Ludology vs. Narratology
After reading Markku Eskelinen's excerpt about the infiltration of narratology in ludology, I found some of his arguments intriguing, but most of them were sounded like pretentious crap. And this was my reaction before reading his rude response to Richard Schechner.. I think his main point that caused me to feel so indignant was how he differentiates between ludology's user time and event time and narratology's story time and discourse time. He expresses these ideas as being totally separate, black and white arguments when really these concepts are so ambiguous.

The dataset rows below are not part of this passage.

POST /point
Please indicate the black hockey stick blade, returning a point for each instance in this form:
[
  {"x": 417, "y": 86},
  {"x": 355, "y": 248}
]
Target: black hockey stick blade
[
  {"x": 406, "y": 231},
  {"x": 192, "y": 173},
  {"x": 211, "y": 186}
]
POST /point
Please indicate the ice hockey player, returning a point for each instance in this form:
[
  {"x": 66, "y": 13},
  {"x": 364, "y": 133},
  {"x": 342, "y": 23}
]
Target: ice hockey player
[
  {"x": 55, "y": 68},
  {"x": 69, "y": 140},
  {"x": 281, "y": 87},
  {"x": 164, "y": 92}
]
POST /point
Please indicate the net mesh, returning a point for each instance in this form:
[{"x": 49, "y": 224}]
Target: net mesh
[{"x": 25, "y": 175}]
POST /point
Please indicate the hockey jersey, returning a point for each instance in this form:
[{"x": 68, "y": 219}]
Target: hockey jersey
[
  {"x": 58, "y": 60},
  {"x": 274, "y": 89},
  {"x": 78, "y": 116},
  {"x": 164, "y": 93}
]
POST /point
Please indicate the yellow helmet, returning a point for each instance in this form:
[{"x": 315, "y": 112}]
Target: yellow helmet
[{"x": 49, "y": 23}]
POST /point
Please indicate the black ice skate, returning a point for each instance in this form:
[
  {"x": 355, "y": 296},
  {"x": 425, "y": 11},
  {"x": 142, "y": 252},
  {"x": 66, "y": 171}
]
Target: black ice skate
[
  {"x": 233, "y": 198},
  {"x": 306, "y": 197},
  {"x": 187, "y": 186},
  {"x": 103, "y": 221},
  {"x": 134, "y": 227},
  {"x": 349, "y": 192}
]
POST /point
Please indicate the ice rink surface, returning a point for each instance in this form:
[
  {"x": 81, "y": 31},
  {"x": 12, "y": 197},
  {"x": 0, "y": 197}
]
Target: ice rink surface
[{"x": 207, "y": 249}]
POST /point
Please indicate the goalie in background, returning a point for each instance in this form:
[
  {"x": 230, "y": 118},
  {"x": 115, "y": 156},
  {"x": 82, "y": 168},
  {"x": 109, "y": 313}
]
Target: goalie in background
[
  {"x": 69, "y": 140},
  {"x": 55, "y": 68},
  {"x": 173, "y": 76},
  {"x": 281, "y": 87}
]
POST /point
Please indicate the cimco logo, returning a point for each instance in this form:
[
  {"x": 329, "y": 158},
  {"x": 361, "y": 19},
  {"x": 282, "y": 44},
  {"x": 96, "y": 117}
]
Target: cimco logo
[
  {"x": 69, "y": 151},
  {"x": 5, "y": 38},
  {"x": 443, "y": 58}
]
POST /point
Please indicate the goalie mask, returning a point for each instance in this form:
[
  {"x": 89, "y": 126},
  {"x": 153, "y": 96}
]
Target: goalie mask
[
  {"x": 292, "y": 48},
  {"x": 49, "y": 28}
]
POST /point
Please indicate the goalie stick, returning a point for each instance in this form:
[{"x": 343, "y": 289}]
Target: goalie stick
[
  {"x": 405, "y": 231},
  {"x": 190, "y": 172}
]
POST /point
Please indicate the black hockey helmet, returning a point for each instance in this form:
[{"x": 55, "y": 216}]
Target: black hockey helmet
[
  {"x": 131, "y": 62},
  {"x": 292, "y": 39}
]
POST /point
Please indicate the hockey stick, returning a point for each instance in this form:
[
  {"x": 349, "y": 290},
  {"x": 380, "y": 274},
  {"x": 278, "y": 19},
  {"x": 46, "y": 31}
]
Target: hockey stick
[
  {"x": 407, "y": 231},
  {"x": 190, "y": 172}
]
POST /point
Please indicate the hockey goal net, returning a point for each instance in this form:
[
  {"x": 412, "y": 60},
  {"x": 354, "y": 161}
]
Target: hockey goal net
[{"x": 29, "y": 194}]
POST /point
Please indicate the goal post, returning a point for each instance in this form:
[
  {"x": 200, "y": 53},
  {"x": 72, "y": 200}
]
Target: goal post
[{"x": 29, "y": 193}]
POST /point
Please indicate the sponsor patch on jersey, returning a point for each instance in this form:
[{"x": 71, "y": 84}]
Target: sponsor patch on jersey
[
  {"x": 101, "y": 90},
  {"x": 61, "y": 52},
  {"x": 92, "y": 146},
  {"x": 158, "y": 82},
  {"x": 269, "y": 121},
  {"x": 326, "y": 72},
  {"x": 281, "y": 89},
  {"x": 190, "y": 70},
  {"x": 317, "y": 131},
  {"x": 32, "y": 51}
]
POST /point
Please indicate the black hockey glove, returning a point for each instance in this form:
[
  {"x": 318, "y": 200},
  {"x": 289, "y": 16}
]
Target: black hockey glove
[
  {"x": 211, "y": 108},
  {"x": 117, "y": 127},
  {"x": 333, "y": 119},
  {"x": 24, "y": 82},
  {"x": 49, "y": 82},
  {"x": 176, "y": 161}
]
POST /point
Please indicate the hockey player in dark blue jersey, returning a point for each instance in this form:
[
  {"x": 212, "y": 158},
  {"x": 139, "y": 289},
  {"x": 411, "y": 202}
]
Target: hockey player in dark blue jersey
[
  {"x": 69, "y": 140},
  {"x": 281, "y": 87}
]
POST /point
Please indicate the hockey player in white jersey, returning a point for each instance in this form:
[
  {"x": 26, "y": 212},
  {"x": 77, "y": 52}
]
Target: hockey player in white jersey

Throughout this class so far, we've been analyzing interactive media through the terms of story and discourse, narratology's terms. Now Eskelinen is trying to present this idea of user time and event time as if they are completely unrelated. I don't see much of a difference. I mean, sure reading a novel and playing a videogame require different levels of immersion and interaction, but the basic actions are not entirely different; they both utilize a narrative form of some sort. Eskelinen wants to show that just because of the ergotic factor, videogames are on this opposite level, in this totally unconnected realm. I still see story and discourse as easily applicable to videogames. I did question whether there were a "series and sequences of events that do not become or form stories" (Eskelinen 240) in videogames. He uses the example of Tetris. But I beg to differ. I could see Tetris possibly being some kind of experimental, avant-garde narrative. I realize that in Tetris the player only has one objective: to place all the pieces in specific accordance so they line up, clear out, rack up points, and you reach new levels. Eskelinen is basically claiming that because this game never has traditional characters and it never changes events, this is in no way close to a narrative. But what if Tetris' pieces could be considered characters? The pieces could act problematic and rebellious and not fit in properly in any gap you set it in, or they could be compliant and agreeable and fit in just how you want them to. Even Tetris has a sequence of events. The diverse pieces show up at increasing speeds, and no two players would create a story line completely identical.
This takes me to Eskelinen's other point that really annoyed me. He claims that the characters in videogames are unlike a narrative's characters because in videogames "the characters can be dynamic and developing (not only in an interpretative sense)" and "such 'characters' are entirely functional and combinatorial (a means to an end); instead of any intrinsic values, they have only use and exchange values to them. These entities are definitely not acting or behaving like traditional narrators, characters, directors, and actors" (Eskelinen 240). He actually says that characters are more "dynamic and developing" in videogames than in narratives. I think not. The most interesting, memorable characters in literature are complex and dynamic. For example, reading a book in which an unreliable narrator is telling the story creates a realistic mistrust; the reader/interactor experiences uncertainty towards their storyteller and witnesses the narrator change and contradict themselves. The best characters in narratives are multi-faceted, complicated, realistic, and constantly developing throughout a story; they are anything but "traditional." Calling a narrative's characters "traditional" makes them sound predictable and one-dimensional when they can be anything but.